Building a Strong Small Business Marketing Foundation

Patrick McFadden • April 25, 2016

You probably don’t need to be told how easy it is for a small business to fail. According to Forbes Magazine , nearly 80 percent of small businesses don’t make it past the first three years. If you own an online business, that number rises to 95 percent.

Don’t get chased away by such staggering statistics, there’s a simple explanation behind them. Starting a business is easier now than it ever was before because of the Internet and technology; now you have the ability to reach customers around the world with a single click.

This means more people are looking to get rich quick instead of taking the time to really build a strong marketing foundation for a business that lasts.

Your marketing strategy is your foundation for the entire small business and just like a house; your small business must be built on a firm foundation.
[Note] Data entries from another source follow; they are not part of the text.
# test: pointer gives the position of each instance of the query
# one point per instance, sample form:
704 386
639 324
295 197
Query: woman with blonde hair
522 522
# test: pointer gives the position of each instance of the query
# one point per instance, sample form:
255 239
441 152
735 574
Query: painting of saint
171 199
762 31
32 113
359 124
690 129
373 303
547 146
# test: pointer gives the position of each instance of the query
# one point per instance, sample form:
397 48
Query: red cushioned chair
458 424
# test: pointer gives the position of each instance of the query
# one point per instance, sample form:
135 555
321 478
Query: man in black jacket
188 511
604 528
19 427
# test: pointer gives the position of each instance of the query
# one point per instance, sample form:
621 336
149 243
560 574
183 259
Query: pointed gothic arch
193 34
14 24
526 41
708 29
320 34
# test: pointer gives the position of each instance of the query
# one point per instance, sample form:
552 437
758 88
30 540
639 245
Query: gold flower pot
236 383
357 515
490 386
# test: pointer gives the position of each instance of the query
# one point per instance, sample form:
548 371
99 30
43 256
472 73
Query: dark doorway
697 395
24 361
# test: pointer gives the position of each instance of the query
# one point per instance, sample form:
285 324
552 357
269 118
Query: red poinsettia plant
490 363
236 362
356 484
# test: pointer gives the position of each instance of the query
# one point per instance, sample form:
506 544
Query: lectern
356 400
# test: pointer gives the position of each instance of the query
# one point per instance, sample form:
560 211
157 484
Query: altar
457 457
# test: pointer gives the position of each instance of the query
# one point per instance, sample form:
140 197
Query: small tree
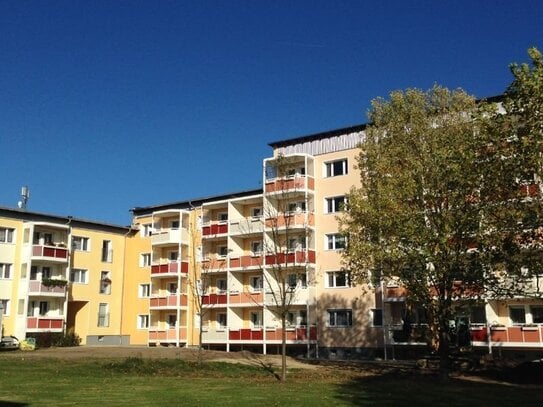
282 240
414 217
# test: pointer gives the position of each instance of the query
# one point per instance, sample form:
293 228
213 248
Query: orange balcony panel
50 251
247 298
246 261
299 257
214 299
479 334
214 264
246 335
45 323
169 268
215 229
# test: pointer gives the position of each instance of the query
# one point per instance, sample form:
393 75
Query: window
296 207
335 168
146 230
335 204
144 290
6 235
537 314
105 283
78 276
143 321
44 308
173 256
377 317
221 320
478 315
292 281
221 286
340 318
256 283
103 315
145 259
80 243
172 288
338 279
256 247
335 241
5 307
517 315
5 271
256 319
107 251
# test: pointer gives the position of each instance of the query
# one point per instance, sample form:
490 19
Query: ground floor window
340 317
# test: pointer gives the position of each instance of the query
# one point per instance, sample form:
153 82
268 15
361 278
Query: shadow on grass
391 387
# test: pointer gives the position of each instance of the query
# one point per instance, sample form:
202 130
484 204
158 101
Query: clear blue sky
107 105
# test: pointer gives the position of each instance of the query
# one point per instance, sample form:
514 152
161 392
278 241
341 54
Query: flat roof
191 203
32 216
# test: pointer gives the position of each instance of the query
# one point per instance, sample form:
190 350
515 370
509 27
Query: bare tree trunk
283 347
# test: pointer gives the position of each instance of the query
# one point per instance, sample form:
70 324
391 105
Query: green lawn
166 382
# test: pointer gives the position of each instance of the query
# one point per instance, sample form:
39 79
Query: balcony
45 324
284 185
246 298
166 237
214 230
50 253
253 262
39 289
300 258
214 300
169 335
246 226
216 264
291 221
168 301
169 269
294 335
211 335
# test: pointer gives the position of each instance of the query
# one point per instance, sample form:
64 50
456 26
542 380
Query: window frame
332 204
332 240
80 272
335 313
6 271
330 168
84 243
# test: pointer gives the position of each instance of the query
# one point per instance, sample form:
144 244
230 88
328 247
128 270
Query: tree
285 242
415 217
512 191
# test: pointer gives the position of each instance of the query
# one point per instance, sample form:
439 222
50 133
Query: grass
174 382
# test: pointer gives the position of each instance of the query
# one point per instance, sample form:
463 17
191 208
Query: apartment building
60 274
226 269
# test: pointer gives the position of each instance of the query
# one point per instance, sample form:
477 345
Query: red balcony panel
50 251
515 334
498 334
530 334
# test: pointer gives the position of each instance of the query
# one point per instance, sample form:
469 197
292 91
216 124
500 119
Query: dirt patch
108 352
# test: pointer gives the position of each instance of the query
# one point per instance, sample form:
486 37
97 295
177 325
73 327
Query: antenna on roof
25 194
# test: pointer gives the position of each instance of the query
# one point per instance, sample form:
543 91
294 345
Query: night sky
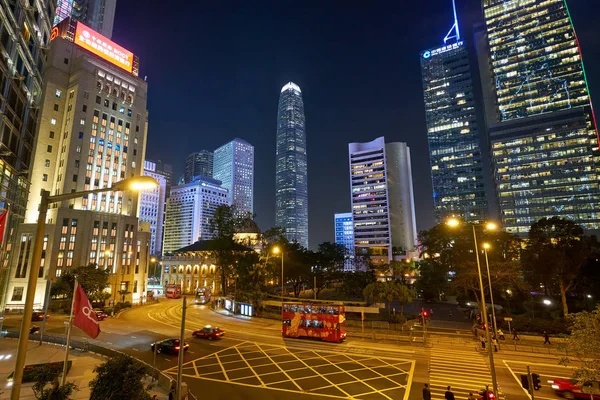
215 70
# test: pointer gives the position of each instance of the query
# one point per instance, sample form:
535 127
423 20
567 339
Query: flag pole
68 344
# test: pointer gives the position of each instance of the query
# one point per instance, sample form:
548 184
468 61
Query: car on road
208 332
38 316
568 389
170 346
100 314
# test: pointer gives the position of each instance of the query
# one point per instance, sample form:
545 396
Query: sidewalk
81 372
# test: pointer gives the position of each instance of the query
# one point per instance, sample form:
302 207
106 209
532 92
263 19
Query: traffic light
535 378
525 381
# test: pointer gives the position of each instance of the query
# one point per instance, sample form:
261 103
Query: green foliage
583 346
92 279
45 374
556 252
121 378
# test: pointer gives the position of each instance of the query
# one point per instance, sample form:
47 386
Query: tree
122 378
43 375
583 346
556 252
92 279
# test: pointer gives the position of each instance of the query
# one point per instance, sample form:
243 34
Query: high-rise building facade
92 134
543 136
344 235
99 15
199 163
457 171
25 29
291 182
233 165
152 207
382 197
189 210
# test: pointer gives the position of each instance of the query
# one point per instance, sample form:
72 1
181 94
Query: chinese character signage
103 47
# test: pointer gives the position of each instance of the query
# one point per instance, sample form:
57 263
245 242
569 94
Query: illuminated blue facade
543 135
344 235
457 171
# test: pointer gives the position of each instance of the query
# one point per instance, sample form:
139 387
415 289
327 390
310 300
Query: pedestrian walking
426 392
449 395
546 338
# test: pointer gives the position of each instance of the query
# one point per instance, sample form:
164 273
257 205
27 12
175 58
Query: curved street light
491 226
133 183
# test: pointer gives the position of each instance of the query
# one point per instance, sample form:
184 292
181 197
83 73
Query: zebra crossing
464 370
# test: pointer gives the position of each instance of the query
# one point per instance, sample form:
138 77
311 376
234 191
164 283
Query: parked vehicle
169 346
208 332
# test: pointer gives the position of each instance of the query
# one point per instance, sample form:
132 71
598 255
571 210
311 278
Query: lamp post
276 250
134 183
486 247
453 223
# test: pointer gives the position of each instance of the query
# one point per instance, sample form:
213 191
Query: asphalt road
254 361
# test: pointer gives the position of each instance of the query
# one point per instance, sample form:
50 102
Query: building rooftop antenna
454 32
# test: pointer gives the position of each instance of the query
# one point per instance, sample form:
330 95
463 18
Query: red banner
3 218
84 316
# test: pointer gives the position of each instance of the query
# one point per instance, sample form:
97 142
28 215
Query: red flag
3 224
84 316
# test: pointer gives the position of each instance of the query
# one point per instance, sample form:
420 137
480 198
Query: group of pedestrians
449 395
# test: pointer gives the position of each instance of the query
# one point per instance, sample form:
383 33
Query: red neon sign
103 47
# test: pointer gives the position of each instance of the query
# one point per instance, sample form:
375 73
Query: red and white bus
319 321
172 291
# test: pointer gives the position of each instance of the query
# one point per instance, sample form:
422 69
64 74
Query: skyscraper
382 197
152 207
543 134
344 235
452 131
199 163
291 166
99 15
189 211
233 165
92 134
24 32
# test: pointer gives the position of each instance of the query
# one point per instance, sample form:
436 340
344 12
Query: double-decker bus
319 321
172 291
203 295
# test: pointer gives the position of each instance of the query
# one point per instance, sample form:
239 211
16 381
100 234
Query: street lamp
453 223
277 250
133 183
486 247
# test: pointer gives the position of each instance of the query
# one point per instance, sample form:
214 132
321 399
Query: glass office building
542 130
291 167
344 235
452 133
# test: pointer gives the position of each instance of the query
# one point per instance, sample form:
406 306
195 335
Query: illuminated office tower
291 168
382 197
198 163
92 134
190 208
344 235
99 15
233 165
543 136
452 132
152 207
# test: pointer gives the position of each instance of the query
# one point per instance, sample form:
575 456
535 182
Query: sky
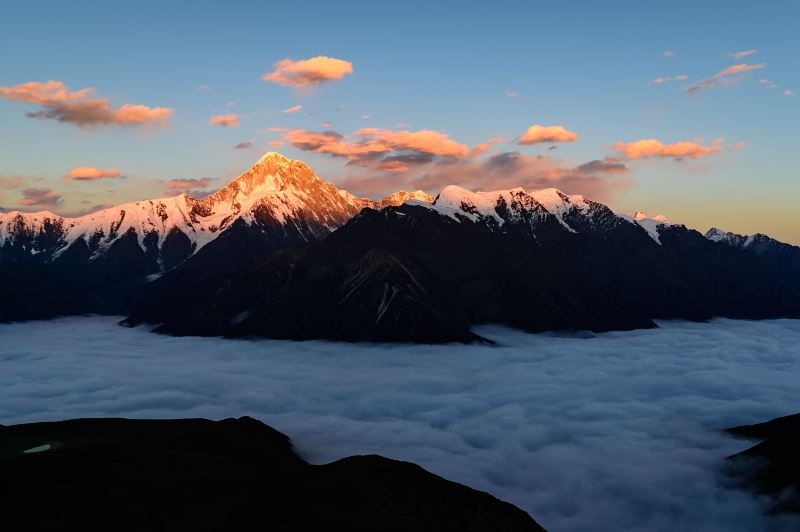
685 109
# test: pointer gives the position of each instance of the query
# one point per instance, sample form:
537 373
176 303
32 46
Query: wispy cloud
742 54
306 72
227 120
647 148
381 149
39 197
10 182
724 77
174 186
91 173
659 81
537 134
598 179
79 108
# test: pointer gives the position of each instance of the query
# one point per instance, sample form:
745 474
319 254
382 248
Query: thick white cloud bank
616 431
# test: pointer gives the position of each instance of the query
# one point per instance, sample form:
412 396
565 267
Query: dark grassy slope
235 474
409 274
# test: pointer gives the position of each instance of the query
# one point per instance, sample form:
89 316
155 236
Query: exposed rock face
235 474
428 273
109 257
759 244
771 467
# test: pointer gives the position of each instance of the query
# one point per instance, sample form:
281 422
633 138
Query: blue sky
446 67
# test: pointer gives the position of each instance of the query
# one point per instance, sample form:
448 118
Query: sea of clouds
616 431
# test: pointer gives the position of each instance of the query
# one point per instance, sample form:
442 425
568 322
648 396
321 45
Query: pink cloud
77 107
39 197
313 71
90 173
740 55
229 120
738 69
646 148
723 77
186 184
597 179
537 134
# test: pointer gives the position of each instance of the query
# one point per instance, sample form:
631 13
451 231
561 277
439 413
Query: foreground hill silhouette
235 474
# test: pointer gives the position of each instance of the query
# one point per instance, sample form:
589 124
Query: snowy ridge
574 213
274 191
650 224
1) Discover your ideal customer

Everyone knows that you should have a target market before starting a business, launching a campaign, etc., so I won’t waste much time here. What most business owners don’t know is how to discover their ideal customer! Discovering your ideal customer is a foundational element of getting any business on track.

There are countless ways to research your ideal customer and everybody talks about target markets, but on this day you will learn the 4 essential questions for helping you get clearer on this idea.

1. Who will benefit the most from your products or services?

The common answer to this question is “everybody.” If you think every possible human being is your ideal customer chances are you’ll waste your greatest resources time and money.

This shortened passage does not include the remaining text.